With the development of many new therapeutic agents, important new questions have arisen regarding the characterization and optimization of their beneficial effects, their role in treatment algorithms, and their long-term safety. In addition, new approaches must be added to the three essential clinical areas of RA (signs and symptoms, disease progression and function) that are currently measured in clinical trials if novel agents are to be optimally and expeditiously developed. A partial list of challenges now facing rheumatologists can be found in Box 2.

A discussion of the challenges facing rheumatologists would not be complete without mentioning the issues of patient recruitment and overall trial quality and relevance. With the plethora of therapies now available for testing in RA, and the associated worldwide interest in the field, competition for patients to participate in clinical studies has notably intensified. The recruitment of adequate numbers of patients to clinical trials is becoming increasingly difficult. Moreover, differing standards of medical care and trial quality around the world have sometimes adversely affected the relevance and utility of clinical data. Improvements in efficiency and greater standardization of methods in clinical trials are necessary if the field is to continue to progress. Rheumatologists need to work towards conducting smaller and shorter studies that make use of radiographic, serologic, genetic, proteomic and other biomarkers for use as prognostic indicators and therapeutic outcomes. The current emphasis on empiric clinical data in studies needs to be revised to also include numerous biomarker data. Health authorities need to encourage more-efficient trial designs that maximize the potential to detect early signals of efficacy and minimize the continued enrollment of those who are responding poorly to therapy.
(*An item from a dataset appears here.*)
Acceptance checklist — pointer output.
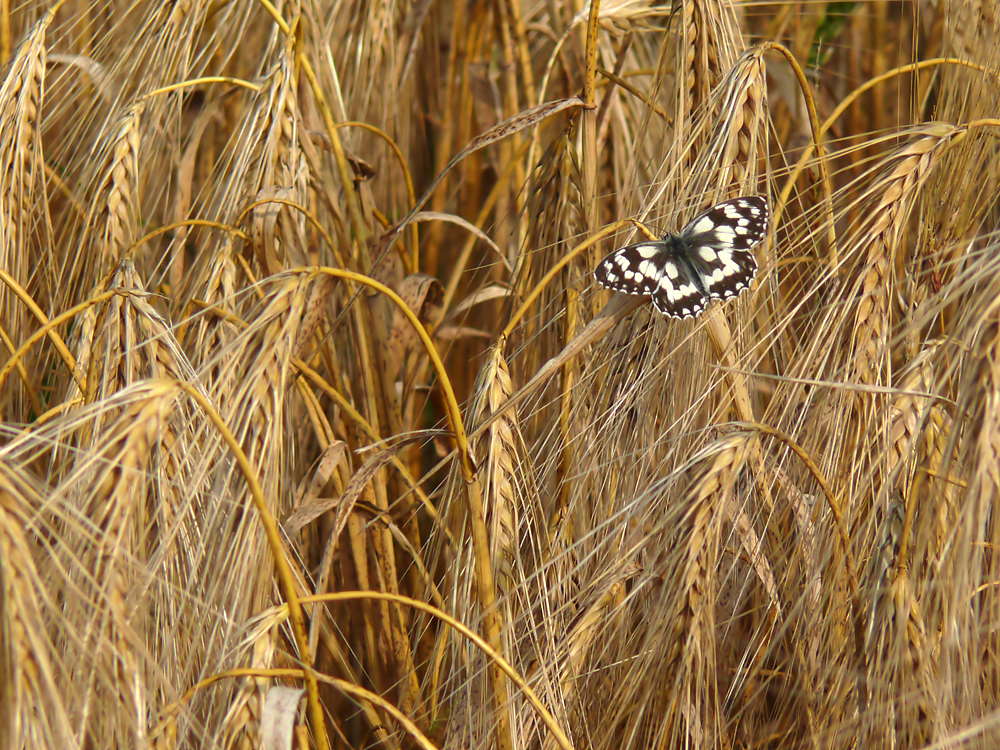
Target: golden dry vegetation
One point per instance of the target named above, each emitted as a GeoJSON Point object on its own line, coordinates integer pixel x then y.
{"type": "Point", "coordinates": [317, 431]}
Finally, rheumatologists need to emphasize the importance of overall life-cycle management for new therapies—that is, novel products for the treatment of RA need to be continually studied and characterized throughout their life span, and questions need to be continually asked and addressed regarding their safety and efficacy, if the field is to advance and patients are to maximise their benefits from new therapies.

Conclusions

These times are both exciting and demanding for rheumatologists. Despite the challenges of studying RA—a multisystem and heterogeneous disease with variable presentations and prognoses—investigators, key opinion leaders and health authorities in rheumatology have been successful in developing meaningful outcome measures and other trial design parameters for the study of new investigational therapies. As a result, many effective new therapies are now available for patients with RA. However, many challenges remain or are arising. The effectiveness of combination therapies—including combinations of small molecules and/or biologic therapies in early disease to maximize patient benefit and long-term patient function—are becoming increasingly important concerns. Likewise, the generation of new definitions and outcome measures that adequately characterize the nature, durability and clinical relevance of new bony tissue resulting from therapy are needed. Finally, identifying new clinical trial designs that are more efficient, quicker to identify patient responders and oriented towards effectively obtaining safety information are likely to become priorities for future investigators. Rheumatologists must meet these new challenges if the field is to progress and patients are to further benefit from new therapies.

Review criteria

No formal search of the literature was conducted. Evidence was taken from previous work, efforts and systematic Reviews by the author's and colleagues' own collections of articles, and from the author's direct experience at the FDA—where he co-authored a guidance document in this area.